Continuing the Conversation: Race and Ethnicity in Feminist German Studies
Starting the Conversation: Disability Studies and German Studies | Editors’ Introduction
With volume 32 of the Women in German Yearbook, editors Carrie Smith and Waltraud Maierhofer began a conversation about race and ethnicity in the the context of feminist German studies. Three essays published on the Women in German website contributed to this conversation: Maggie McCarthy’s reflection on New Year’s Eve 2015 in Cologne, when a massive group of supposed foreigners assaulted women on the streets; Kat Sark’s interview interview with media consultant Anne Wizorek, whose tweet about sexism opened a wave of responses with the hashtag #Aufschrei; and Karina Griffith’s review essay of three scholarly contributions to Black German studies. In this special online section for the inaugural issue of Feminist German Studies, we continue the conversation about ethnicity, identity, and religious belief with Anja Wieden’s interview with filmmaker and activist Güner Balci. Known for her provocative critiques of traditional gender roles in Muslim communities, Balci uses her novels, documentary films, and training as a social worker to fight for the rights of women living in “parallel worlds,” a term Wieden explains in the extensive introduction to the interview.

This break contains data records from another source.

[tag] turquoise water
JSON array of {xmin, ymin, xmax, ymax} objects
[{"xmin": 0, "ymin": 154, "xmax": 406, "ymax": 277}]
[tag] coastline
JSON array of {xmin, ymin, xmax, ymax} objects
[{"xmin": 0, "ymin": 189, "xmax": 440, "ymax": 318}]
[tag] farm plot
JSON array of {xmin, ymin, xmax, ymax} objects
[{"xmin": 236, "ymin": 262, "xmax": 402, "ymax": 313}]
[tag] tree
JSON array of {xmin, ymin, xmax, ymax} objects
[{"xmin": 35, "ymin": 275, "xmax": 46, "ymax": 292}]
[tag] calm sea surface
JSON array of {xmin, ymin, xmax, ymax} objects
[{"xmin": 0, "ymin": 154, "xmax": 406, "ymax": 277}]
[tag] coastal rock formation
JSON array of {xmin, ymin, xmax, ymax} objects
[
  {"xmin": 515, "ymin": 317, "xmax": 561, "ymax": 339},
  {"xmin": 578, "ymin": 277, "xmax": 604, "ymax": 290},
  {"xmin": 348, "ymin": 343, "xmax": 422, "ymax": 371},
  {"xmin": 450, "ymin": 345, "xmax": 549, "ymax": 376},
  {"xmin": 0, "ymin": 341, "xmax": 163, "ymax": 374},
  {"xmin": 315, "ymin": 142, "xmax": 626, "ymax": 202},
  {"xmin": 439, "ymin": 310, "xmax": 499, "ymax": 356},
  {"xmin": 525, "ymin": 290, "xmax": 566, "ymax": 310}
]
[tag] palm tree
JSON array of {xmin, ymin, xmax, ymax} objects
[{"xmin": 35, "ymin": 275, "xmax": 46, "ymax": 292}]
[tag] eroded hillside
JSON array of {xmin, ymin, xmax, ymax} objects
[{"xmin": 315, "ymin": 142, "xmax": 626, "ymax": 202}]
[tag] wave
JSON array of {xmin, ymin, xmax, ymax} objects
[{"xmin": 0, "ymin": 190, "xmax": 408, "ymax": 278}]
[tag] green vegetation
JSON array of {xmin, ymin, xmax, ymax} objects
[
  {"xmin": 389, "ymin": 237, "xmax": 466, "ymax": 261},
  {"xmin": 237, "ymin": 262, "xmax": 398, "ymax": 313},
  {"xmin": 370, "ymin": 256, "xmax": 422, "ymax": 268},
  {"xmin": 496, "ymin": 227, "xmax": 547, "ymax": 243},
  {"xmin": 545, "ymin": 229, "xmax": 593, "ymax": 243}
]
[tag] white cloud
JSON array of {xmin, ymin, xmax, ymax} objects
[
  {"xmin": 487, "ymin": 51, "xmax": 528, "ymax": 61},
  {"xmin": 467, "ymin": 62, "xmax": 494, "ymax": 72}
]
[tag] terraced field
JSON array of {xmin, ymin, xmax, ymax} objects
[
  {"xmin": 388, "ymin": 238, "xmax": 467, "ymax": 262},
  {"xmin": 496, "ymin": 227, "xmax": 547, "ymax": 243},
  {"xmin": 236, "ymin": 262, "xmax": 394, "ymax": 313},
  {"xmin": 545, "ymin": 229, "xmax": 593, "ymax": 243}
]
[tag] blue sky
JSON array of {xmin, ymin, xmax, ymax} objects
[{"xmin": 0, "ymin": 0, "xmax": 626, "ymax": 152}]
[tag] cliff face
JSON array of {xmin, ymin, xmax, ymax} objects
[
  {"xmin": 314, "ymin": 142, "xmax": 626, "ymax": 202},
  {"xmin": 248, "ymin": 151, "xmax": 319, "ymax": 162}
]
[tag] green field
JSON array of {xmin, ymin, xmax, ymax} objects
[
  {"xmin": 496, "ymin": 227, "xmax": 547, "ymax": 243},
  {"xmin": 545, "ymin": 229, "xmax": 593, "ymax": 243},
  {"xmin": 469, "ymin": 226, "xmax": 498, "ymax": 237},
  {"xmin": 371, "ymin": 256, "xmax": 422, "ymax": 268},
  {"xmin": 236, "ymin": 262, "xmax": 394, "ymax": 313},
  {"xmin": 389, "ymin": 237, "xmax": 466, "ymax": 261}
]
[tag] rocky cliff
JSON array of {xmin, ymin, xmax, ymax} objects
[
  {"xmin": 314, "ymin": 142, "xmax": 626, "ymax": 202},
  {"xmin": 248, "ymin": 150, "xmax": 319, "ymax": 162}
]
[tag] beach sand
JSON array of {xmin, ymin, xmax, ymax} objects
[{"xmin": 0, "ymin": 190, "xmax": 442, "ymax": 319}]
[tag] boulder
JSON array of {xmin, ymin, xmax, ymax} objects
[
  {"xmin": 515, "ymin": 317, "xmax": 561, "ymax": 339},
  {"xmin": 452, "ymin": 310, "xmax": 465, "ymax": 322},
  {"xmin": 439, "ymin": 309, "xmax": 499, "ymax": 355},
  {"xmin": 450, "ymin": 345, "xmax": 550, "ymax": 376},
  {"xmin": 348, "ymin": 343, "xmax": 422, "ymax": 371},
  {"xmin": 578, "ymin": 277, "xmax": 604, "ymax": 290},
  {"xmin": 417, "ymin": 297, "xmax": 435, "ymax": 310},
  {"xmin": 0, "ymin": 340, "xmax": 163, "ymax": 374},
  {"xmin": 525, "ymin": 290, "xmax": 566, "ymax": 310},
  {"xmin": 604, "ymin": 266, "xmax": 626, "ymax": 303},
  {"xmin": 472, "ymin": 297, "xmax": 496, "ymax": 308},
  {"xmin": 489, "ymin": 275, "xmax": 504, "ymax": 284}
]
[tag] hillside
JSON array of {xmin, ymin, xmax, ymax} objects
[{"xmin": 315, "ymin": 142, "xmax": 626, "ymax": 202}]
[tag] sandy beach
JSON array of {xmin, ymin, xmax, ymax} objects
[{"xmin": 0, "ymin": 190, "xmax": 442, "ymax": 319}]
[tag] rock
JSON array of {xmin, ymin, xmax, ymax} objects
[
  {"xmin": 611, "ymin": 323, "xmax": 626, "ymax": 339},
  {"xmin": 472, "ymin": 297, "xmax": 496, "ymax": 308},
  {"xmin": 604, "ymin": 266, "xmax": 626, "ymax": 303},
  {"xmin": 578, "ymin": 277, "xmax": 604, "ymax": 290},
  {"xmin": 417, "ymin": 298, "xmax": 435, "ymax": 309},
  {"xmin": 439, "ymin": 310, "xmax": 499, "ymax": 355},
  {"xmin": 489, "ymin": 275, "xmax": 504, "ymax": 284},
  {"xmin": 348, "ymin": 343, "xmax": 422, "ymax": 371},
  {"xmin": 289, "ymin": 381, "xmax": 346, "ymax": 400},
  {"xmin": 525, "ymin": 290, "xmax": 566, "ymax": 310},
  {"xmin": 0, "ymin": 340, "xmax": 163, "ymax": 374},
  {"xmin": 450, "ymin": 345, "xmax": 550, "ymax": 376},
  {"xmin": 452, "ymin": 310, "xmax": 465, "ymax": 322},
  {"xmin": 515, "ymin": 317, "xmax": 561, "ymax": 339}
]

With this special online section, we also begin a new conversation on the intersection of disability studies and German studies, a topic that will be featured in a panel at the Women in German conference in Sewannee, TN in October 2018 and that will be the special focus of Feminist German Studies volume 35. The two essays featured on the website serve as an introduction to considering disability in the academy. Corinna Kahnke’s essay, “Behinderung for Anfänger,” provides friends, colleagues, and aspiring allies with tips for supporting those with disabilities. Petra Watzke’s essay, “Out of Order: A Personal Perspective on Academic Ableism,” reflects on the challenges faced by disabled faculty and the insufficient support structures that exist for them at most universities.
The online supplements to the published journal serve to bridge the gap between volumes and to connect readers to discussions taking place at the annual conference. We encourage you to read these essays in anticipation of the conference and to incorporate these ideas into your own feminist German studies pedagogy and scholarship.